Souvent décriée, l’irrigation est indispensable pour assurer la souveraineté alimentaire du pays. Pour démystifier cette pratique, Irrigants de France a convié la presse en Charente le 9 juillet sur les exploitations de Guillaume Chamouleau et Christian Daniau.

Réserve d'eau en Charente.
Réserve d'eau en Charente.
© Pascale Dumont

Aujourd’hui en France seul ¼ des cultures de maïs est irrigué. Pourtant, la plante aux nombreuses utilisations, parfois méconnues (peinture, produits cosmétiques, …) est régulièrement la cible d’attaques concernant son besoin en eau. Entre contrevérités et questionnements sociétaux, Irrigants de France a choisi la démonstration par l’exemple en conviant la presse sur deux exploitations charentaises.
« L’agriculture est en première ligne du changement climatique et l'eau tient un rôle majeur, explique Éric Frétillère, président d’Irrigants de France. Quels que soient les modèles agricoles, on remarque qu'il y a désormais plus d'eau en hiver et moins en été. Si nous voulons préserver notre alimentation, il faut s'atteler à cette problématique ». En Charente, cela fait longtemps que les réflexions ont abouti. Ainsi, la réserve partagée par Guillaume Chamouleau et deux autres agriculteurs existe depuis 25 ans. D’une capacité de 207 000 m³, le projet visait alors à limiter les prélèvements sur la rivière, trop importants et à stocker 60 % de leurs besoins en eau. Et ça marche. « Nous ne prélevons plus sur le cours d’eau et durant l’été 2022, nous n'avons pas eu à souffrir de restriction, explique l'agriculteur. Nous prélevons entre la mi-octobre et la mi-avril quand il y a le plus d'eau. Cela correspond à 3 % du débit de la rivière à ce moment-là. Notre impact est totalement maîtrisé ». Sur son exploitation de 200 hectares environ, Guillaume cultive du blé tendre, du maïs Waxy, du colza, de l'orge fourragère, des pois protéagineux… Les 45 hectares irrigués assurent 40 % du chiffre d'affaires de l'exploitation. Le céréalier pratique par ailleurs l'agriculture de conservation des sols pour accentuer son rôle d’éponge, sème des couverts végétaux et ces cultures captent plus de 1 800 tonnes de CO2 par an. Bref, il agit pour l'environnement. « Quoi que l'on fasse il y a forcément un impact mais il faut aussi regarder ce qui est créé, rappelle Guillaume, dont l'exploitation nourrit plus de 3 000 personnes par an. L'eau est indispensable aux plantes. Les plantes jouent aussi un rôle de climatisation, or sans eau, pas de photosynthèse ». L'accès à l'eau est aussi un gage de transmissibilité de l'exploitation.

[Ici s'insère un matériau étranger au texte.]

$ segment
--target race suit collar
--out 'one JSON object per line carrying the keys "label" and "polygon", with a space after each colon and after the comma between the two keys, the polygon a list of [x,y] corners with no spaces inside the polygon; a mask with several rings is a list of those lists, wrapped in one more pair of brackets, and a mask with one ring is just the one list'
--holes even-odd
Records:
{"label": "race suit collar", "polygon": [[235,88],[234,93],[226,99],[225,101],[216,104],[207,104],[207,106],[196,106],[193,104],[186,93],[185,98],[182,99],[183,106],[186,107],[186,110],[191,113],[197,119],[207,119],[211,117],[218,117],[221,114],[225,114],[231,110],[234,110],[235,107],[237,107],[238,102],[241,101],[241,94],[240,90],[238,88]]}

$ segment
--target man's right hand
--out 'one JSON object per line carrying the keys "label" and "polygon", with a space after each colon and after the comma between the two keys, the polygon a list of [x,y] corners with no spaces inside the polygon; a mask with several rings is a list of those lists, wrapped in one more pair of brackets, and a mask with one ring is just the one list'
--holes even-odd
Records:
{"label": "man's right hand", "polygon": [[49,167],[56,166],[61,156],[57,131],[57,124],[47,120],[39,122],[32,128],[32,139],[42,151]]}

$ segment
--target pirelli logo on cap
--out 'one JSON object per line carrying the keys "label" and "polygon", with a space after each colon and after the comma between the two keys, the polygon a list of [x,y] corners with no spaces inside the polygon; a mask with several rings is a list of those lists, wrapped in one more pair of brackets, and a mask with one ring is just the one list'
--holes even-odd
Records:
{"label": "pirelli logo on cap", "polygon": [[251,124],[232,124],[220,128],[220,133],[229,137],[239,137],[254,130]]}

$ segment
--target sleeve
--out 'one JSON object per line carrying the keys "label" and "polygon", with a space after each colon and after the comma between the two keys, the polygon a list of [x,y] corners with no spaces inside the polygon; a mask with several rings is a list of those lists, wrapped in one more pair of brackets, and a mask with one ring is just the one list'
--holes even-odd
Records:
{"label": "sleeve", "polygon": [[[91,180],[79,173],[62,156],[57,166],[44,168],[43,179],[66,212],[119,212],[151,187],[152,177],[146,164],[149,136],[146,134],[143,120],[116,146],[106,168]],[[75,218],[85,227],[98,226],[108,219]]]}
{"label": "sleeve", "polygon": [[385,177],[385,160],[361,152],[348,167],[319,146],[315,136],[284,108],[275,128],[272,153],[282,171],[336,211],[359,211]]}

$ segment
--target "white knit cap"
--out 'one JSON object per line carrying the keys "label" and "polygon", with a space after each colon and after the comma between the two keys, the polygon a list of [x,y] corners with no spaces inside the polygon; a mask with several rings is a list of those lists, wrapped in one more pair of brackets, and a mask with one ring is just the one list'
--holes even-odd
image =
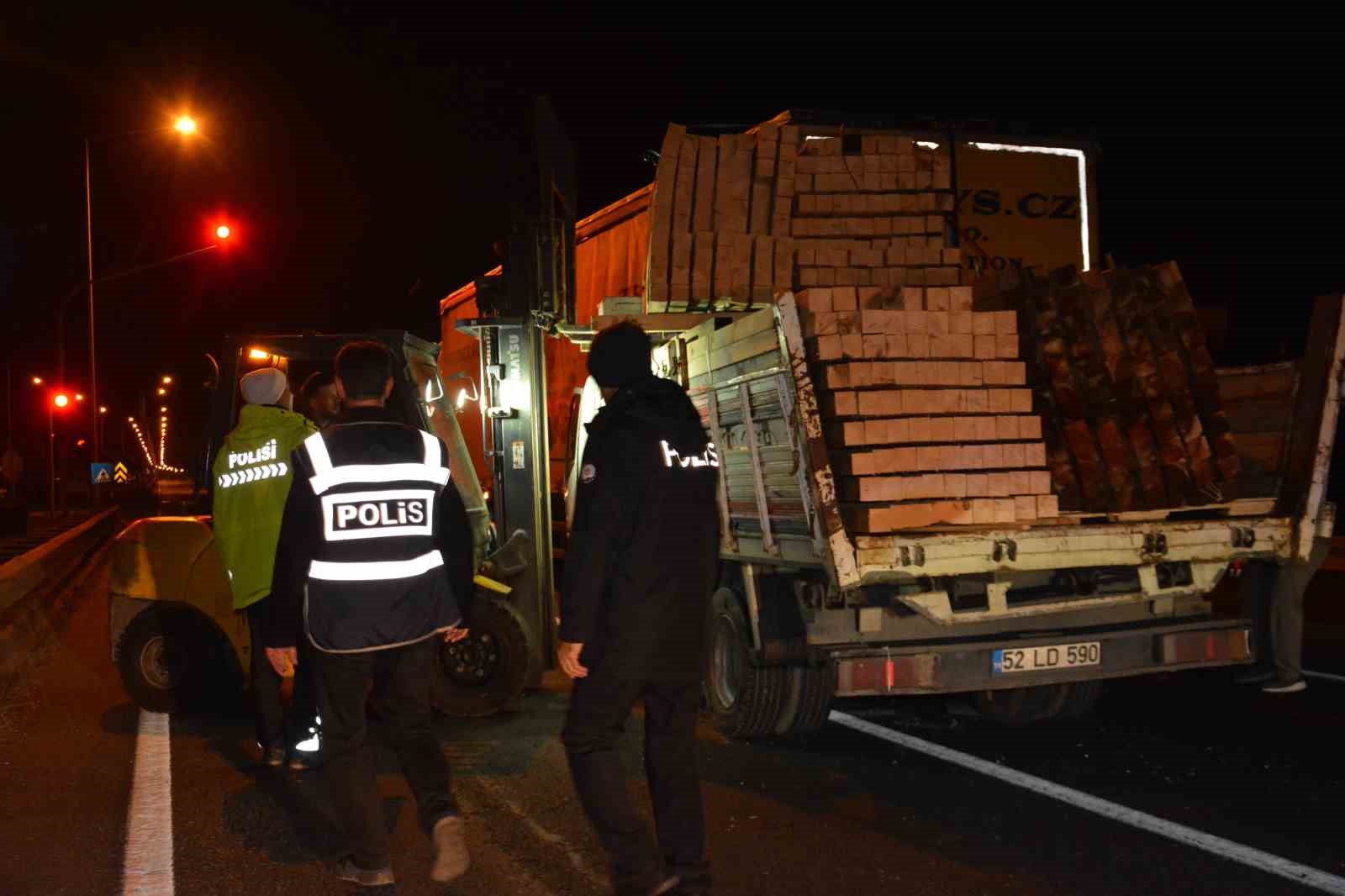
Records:
{"label": "white knit cap", "polygon": [[249,405],[273,405],[285,394],[285,371],[277,367],[262,367],[243,377],[238,386]]}

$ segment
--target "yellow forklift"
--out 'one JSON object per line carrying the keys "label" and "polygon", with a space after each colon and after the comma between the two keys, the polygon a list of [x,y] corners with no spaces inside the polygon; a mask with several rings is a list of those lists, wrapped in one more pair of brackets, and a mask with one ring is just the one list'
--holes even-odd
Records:
{"label": "yellow forklift", "polygon": [[[491,522],[480,480],[445,397],[438,346],[402,331],[355,335],[238,335],[225,340],[213,362],[211,406],[204,456],[203,499],[196,515],[151,517],[121,531],[112,548],[109,619],[112,658],[126,693],[140,706],[180,712],[210,706],[246,685],[253,650],[245,613],[233,609],[229,581],[211,529],[211,460],[238,417],[238,379],[274,366],[303,382],[331,370],[351,339],[374,339],[397,359],[389,408],[401,418],[437,435],[448,445],[452,483],[472,525],[477,595],[471,636],[440,650],[434,702],[459,716],[498,710],[541,674],[539,622],[549,616],[531,585],[531,546],[526,534],[500,539]],[[286,459],[280,459],[281,461]]]}

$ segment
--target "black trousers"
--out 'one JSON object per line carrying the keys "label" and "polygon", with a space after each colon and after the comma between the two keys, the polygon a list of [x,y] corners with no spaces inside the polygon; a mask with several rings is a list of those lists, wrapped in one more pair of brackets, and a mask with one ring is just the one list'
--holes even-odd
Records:
{"label": "black trousers", "polygon": [[[309,728],[317,716],[317,694],[313,692],[313,673],[307,643],[299,644],[299,669],[295,670],[295,693],[291,712],[280,697],[282,678],[266,659],[265,626],[266,597],[247,607],[247,631],[252,632],[252,683],[257,701],[257,743],[262,749],[284,745],[293,749],[295,744],[311,737]],[[307,639],[304,639],[307,640]]]}
{"label": "black trousers", "polygon": [[448,760],[430,728],[429,682],[438,644],[438,638],[428,638],[360,654],[312,651],[317,705],[323,712],[323,767],[360,868],[391,864],[378,771],[367,743],[364,704],[370,681],[378,714],[387,724],[402,774],[416,796],[421,827],[428,834],[434,822],[457,814]]}
{"label": "black trousers", "polygon": [[[616,751],[636,700],[644,700],[644,774],[656,837],[636,815]],[[705,892],[705,807],[695,757],[701,682],[648,682],[601,667],[574,682],[561,740],[574,788],[612,862],[617,893],[648,893],[668,873]]]}

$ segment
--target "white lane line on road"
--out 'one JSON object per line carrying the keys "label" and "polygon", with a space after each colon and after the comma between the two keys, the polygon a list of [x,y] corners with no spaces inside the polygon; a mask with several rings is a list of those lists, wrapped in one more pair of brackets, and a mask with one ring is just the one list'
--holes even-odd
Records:
{"label": "white lane line on road", "polygon": [[126,813],[122,896],[172,896],[172,763],[168,716],[140,710]]}
{"label": "white lane line on road", "polygon": [[1122,806],[1120,803],[1114,803],[1108,799],[1085,794],[1080,790],[1075,790],[1073,787],[1056,784],[1044,778],[1037,778],[1036,775],[998,766],[985,759],[971,756],[970,753],[943,747],[942,744],[912,737],[911,735],[892,731],[890,728],[884,728],[882,725],[876,725],[849,713],[833,710],[831,721],[865,735],[873,735],[874,737],[897,744],[898,747],[913,749],[917,753],[942,759],[943,761],[970,768],[971,771],[981,772],[982,775],[998,778],[999,780],[1014,784],[1015,787],[1030,790],[1036,794],[1041,794],[1042,796],[1049,796],[1050,799],[1059,799],[1063,803],[1069,803],[1071,806],[1118,821],[1123,825],[1130,825],[1131,827],[1138,827],[1139,830],[1145,830],[1151,834],[1167,837],[1169,839],[1185,844],[1186,846],[1204,849],[1208,853],[1213,853],[1215,856],[1228,858],[1235,862],[1241,862],[1243,865],[1248,865],[1250,868],[1255,868],[1258,870],[1278,874],[1294,881],[1295,884],[1303,884],[1328,893],[1345,896],[1345,877],[1337,877],[1336,874],[1329,874],[1309,865],[1299,865],[1298,862],[1293,862],[1272,853],[1244,846],[1243,844],[1235,844],[1231,839],[1215,837],[1213,834],[1206,834],[1205,831],[1196,830],[1194,827],[1186,827],[1185,825],[1178,825],[1177,822],[1170,822],[1165,818],[1158,818],[1157,815],[1150,815],[1149,813],[1142,813],[1137,809],[1130,809],[1127,806]]}

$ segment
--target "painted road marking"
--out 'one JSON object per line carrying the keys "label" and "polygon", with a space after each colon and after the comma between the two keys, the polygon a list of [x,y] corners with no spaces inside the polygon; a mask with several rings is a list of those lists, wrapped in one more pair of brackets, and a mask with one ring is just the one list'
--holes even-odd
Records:
{"label": "painted road marking", "polygon": [[1215,837],[1213,834],[1206,834],[1196,830],[1194,827],[1186,827],[1185,825],[1178,825],[1177,822],[1170,822],[1165,818],[1158,818],[1157,815],[1150,815],[1149,813],[1142,813],[1139,810],[1122,806],[1120,803],[1102,799],[1100,796],[1092,796],[1091,794],[1075,790],[1073,787],[1065,787],[1064,784],[1056,784],[1044,778],[1037,778],[1014,768],[997,766],[995,763],[971,756],[970,753],[963,753],[958,749],[951,749],[928,740],[912,737],[911,735],[857,718],[849,713],[833,710],[830,717],[831,721],[838,725],[845,725],[846,728],[851,728],[865,735],[873,735],[874,737],[897,744],[898,747],[905,747],[907,749],[912,749],[917,753],[942,759],[943,761],[970,768],[971,771],[981,772],[982,775],[998,778],[999,780],[1014,784],[1015,787],[1030,790],[1036,794],[1041,794],[1042,796],[1049,796],[1050,799],[1059,799],[1060,802],[1069,803],[1071,806],[1118,821],[1123,825],[1130,825],[1131,827],[1138,827],[1139,830],[1145,830],[1151,834],[1167,837],[1169,839],[1185,844],[1186,846],[1204,849],[1205,852],[1213,853],[1221,858],[1228,858],[1258,870],[1278,874],[1294,881],[1295,884],[1303,884],[1326,893],[1338,893],[1345,896],[1345,877],[1328,874],[1317,868],[1299,865],[1298,862],[1293,862],[1272,853],[1244,846],[1243,844],[1235,844],[1231,839]]}
{"label": "painted road marking", "polygon": [[172,896],[172,763],[168,716],[140,710],[126,813],[122,896]]}

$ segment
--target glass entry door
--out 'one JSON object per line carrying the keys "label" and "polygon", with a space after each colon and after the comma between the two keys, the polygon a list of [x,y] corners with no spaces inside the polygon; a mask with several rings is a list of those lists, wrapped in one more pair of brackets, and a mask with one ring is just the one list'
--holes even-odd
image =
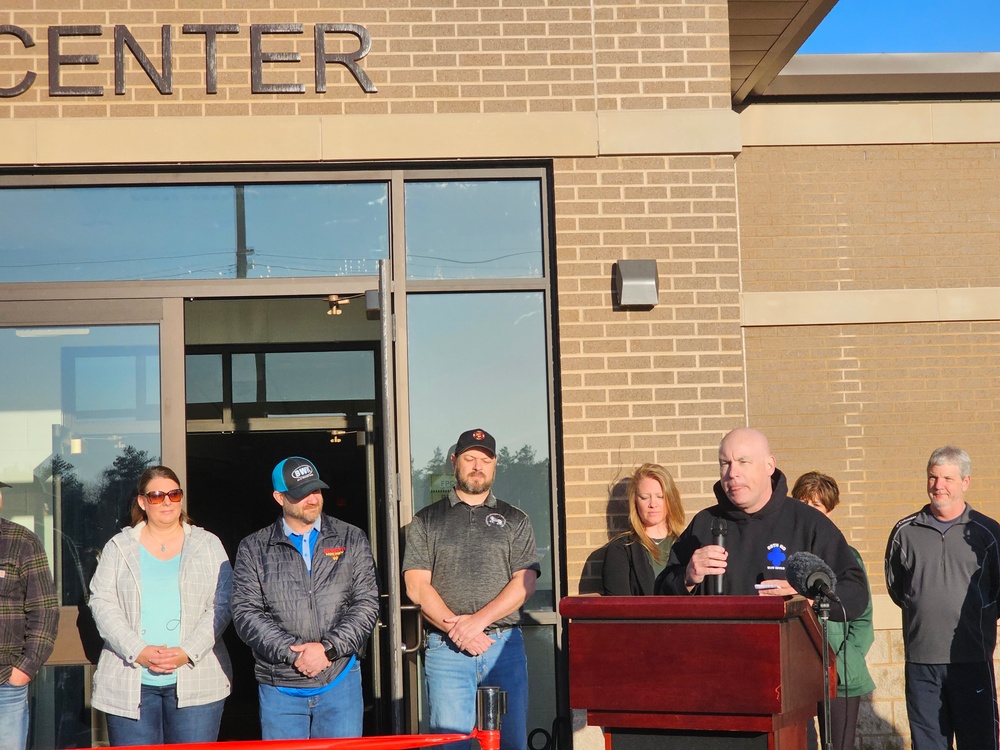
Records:
{"label": "glass entry door", "polygon": [[162,303],[123,305],[118,322],[115,305],[92,318],[72,307],[0,304],[3,516],[41,538],[61,606],[57,650],[32,682],[28,742],[39,750],[103,739],[90,709],[101,648],[90,578],[128,525],[139,474],[163,454]]}

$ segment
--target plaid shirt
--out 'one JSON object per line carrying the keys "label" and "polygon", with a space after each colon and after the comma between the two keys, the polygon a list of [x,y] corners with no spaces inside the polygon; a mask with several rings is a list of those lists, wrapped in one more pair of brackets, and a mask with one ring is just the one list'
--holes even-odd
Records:
{"label": "plaid shirt", "polygon": [[59,626],[49,561],[42,542],[0,519],[0,683],[17,667],[34,679],[52,653]]}

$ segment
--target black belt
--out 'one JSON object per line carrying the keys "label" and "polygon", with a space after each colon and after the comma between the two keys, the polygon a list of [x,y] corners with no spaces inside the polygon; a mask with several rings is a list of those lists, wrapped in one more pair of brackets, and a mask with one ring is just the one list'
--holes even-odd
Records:
{"label": "black belt", "polygon": [[494,625],[491,628],[486,628],[483,632],[486,635],[497,635],[498,633],[504,633],[508,630],[514,630],[515,628],[520,628],[520,625]]}
{"label": "black belt", "polygon": [[[486,630],[484,630],[483,632],[486,633],[486,635],[494,636],[494,635],[497,635],[498,633],[503,633],[503,632],[506,632],[508,630],[515,630],[515,629],[520,630],[521,626],[520,625],[492,625],[491,627],[486,628]],[[437,633],[442,638],[447,638],[448,637],[447,633],[445,633],[443,630],[438,630],[437,628],[427,628],[427,632],[428,633]]]}

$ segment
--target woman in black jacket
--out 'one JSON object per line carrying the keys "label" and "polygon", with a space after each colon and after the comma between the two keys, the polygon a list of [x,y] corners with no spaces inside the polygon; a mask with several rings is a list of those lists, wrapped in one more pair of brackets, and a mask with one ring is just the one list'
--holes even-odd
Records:
{"label": "woman in black jacket", "polygon": [[659,464],[643,464],[628,483],[631,531],[612,539],[604,554],[605,596],[649,596],[684,526],[674,478]]}

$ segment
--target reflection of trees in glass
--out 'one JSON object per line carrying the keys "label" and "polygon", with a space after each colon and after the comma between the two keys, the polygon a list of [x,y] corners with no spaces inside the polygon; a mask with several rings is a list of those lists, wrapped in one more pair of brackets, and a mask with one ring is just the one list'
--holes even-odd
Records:
{"label": "reflection of trees in glass", "polygon": [[62,603],[75,606],[86,601],[90,579],[104,544],[131,518],[129,507],[139,477],[155,461],[147,451],[131,445],[122,449],[111,466],[92,485],[77,475],[76,467],[62,456],[53,456],[46,469],[53,496],[60,502],[62,519],[57,530],[62,540]]}
{"label": "reflection of trees in glass", "polygon": [[[552,606],[552,525],[549,503],[549,459],[536,460],[537,451],[530,445],[511,452],[507,447],[497,451],[497,478],[493,486],[497,497],[515,505],[531,518],[542,564],[538,590],[528,602],[527,609],[546,609]],[[413,471],[413,505],[420,510],[435,500],[446,497],[455,486],[455,472],[451,457],[441,448],[435,448],[430,460],[421,469]]]}
{"label": "reflection of trees in glass", "polygon": [[[104,523],[101,529],[104,542],[132,522],[129,508],[139,485],[139,477],[147,466],[153,465],[154,460],[148,451],[126,445],[111,466],[101,472],[97,486],[89,494],[90,502],[101,510],[99,518]],[[102,547],[104,542],[101,542]]]}

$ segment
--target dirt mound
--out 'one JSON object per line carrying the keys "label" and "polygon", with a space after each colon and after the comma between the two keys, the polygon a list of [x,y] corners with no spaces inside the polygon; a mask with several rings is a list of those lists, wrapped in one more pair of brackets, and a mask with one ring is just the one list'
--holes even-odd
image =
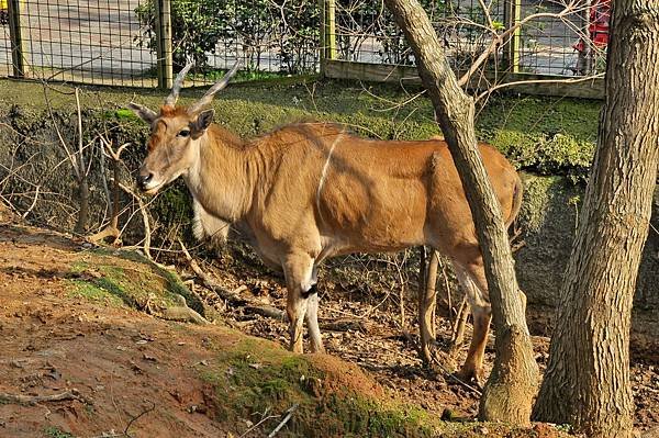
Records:
{"label": "dirt mound", "polygon": [[[476,396],[422,370],[378,311],[371,333],[327,333],[332,356],[292,355],[235,329],[283,340],[283,322],[245,319],[221,303],[214,324],[165,321],[171,308],[217,315],[212,300],[136,252],[0,217],[0,437],[256,437],[288,413],[278,436],[536,434],[440,422],[445,408],[469,418]],[[269,285],[258,281],[265,300]],[[638,375],[638,420],[649,425],[656,370]]]}
{"label": "dirt mound", "polygon": [[289,411],[281,436],[435,428],[337,358],[156,317],[189,292],[134,252],[4,224],[0,254],[2,437],[261,436]]}

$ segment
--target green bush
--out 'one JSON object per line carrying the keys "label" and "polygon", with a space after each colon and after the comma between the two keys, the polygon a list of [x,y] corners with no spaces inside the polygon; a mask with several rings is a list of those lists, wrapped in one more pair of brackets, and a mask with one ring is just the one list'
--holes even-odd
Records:
{"label": "green bush", "polygon": [[[268,56],[278,58],[279,69],[301,74],[314,69],[320,22],[317,3],[286,0],[174,0],[171,27],[175,65],[188,58],[196,68],[209,66],[217,50],[241,56],[248,70],[263,70]],[[143,33],[136,43],[156,50],[154,0],[135,9]]]}

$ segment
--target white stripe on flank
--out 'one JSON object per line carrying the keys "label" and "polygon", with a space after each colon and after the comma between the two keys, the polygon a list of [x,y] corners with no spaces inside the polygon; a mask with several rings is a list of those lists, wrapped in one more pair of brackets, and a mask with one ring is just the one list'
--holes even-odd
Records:
{"label": "white stripe on flank", "polygon": [[321,180],[319,181],[319,190],[316,191],[316,207],[319,209],[319,214],[321,214],[321,191],[323,190],[323,186],[325,186],[325,179],[327,178],[327,169],[330,169],[330,161],[332,160],[332,154],[334,154],[334,148],[343,137],[343,133],[338,134],[332,143],[330,147],[330,154],[327,154],[327,159],[325,160],[325,166],[323,166],[323,172],[321,173]]}

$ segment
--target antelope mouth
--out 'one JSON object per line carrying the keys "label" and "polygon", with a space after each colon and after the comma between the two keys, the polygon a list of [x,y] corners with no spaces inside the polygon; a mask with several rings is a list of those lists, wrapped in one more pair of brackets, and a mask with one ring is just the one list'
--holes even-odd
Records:
{"label": "antelope mouth", "polygon": [[145,187],[142,189],[142,193],[153,195],[158,192],[165,186],[164,182],[158,182],[157,184],[149,184],[149,187]]}

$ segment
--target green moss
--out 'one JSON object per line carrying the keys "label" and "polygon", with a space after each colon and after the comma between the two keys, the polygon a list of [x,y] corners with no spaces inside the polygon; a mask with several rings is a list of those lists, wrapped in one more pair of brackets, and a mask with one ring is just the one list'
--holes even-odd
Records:
{"label": "green moss", "polygon": [[528,233],[537,233],[545,223],[552,196],[565,183],[560,177],[523,175],[524,201],[518,221]]}
{"label": "green moss", "polygon": [[328,390],[324,382],[332,377],[306,357],[261,339],[224,347],[199,372],[215,389],[222,420],[248,418],[266,408],[282,413],[297,405],[288,424],[290,436],[426,437],[439,424],[416,407],[371,398],[350,388]]}
{"label": "green moss", "polygon": [[[71,263],[69,293],[114,305],[141,307],[147,301],[158,307],[178,305],[175,294],[203,314],[203,306],[180,278],[135,251],[97,249]],[[118,260],[131,263],[118,263]]]}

Des projets de plus en plus complexes

Ce que Guillaume regrette aujourd'hui c'est la complexification des dossiers de projets et leurs coûts. « On peut aussi s'interroger sur les études d'impact, renchérit Éric Frétillère. Jusqu'où faut-il aller? Aujourd'hui, on demande à un juge de devenir un expert technique alors que son rôle est de vérifier la conformité au texte de loi ». Après 25 ans, le coût de la réserve de Cellefrouin est amorti et de nouveaux projets peuvent être envisagés. Un projet d'installation d'ombrières photovoltaïques est à l'étude. « Cela pourrait être pertinent : l'eau rafraîchit les panneaux qui sont ainsi plus efficaces. Les panneaux limitent l'évaporation et le réchauffement de l'eau », conclut Guillaume. À Saint-Cyr-sur-Bonnieure, sur l'exploitation de Christian Daniau, les cultures sont aussi très diversifiées. « Nous cultivons du maïs, du colza mais nous faisons également beaucoup d'expérimentations, indique le céréalier. L'irrigation nous permet d'assurer la levée des semis. Cette année pour la seconde fois nous avons semé des cacahuètes. Nous testons différents itinéraires techniques pour voir l'impact de l'arrêt précoce de l'irrigation ».
Pour les trois producteurs le constat est clair, le stockage fait partie des solutions mais ce n'est pas le seul. Il y a d'autres enjeux comme le recyclage des eaux usées. Les récents événements politiques causent aussi de grandes incertitudes. « Le projet de loi agricole avait avancé et nous souhaitons que les travaux menés soient repris par le futur gouvernement, notamment la qualification d'enjeu d'intérêt général majeur de l'agriculture, précise le président d’Irrigants de France. Nous avons proposé également la création d'un secrétariat général de l'eau transversal sous la tutelle du Premier ministre et qui rassemblerait les ministères de l'Agriculture, de l'Industrie, de la Santé et de l'environnement ». Leur crainte, l'abandon de projets de réserves telles que celle de Sainte-Soline. « Si ces projets ne se font pas, on va directement vers ce qu'on ne veut pas : de très grandes exploitations parce que le rendement ne sera possible qu'à cette condition… » conclut Éric Frétillere appelant à l'écoute réciproque et au compromis.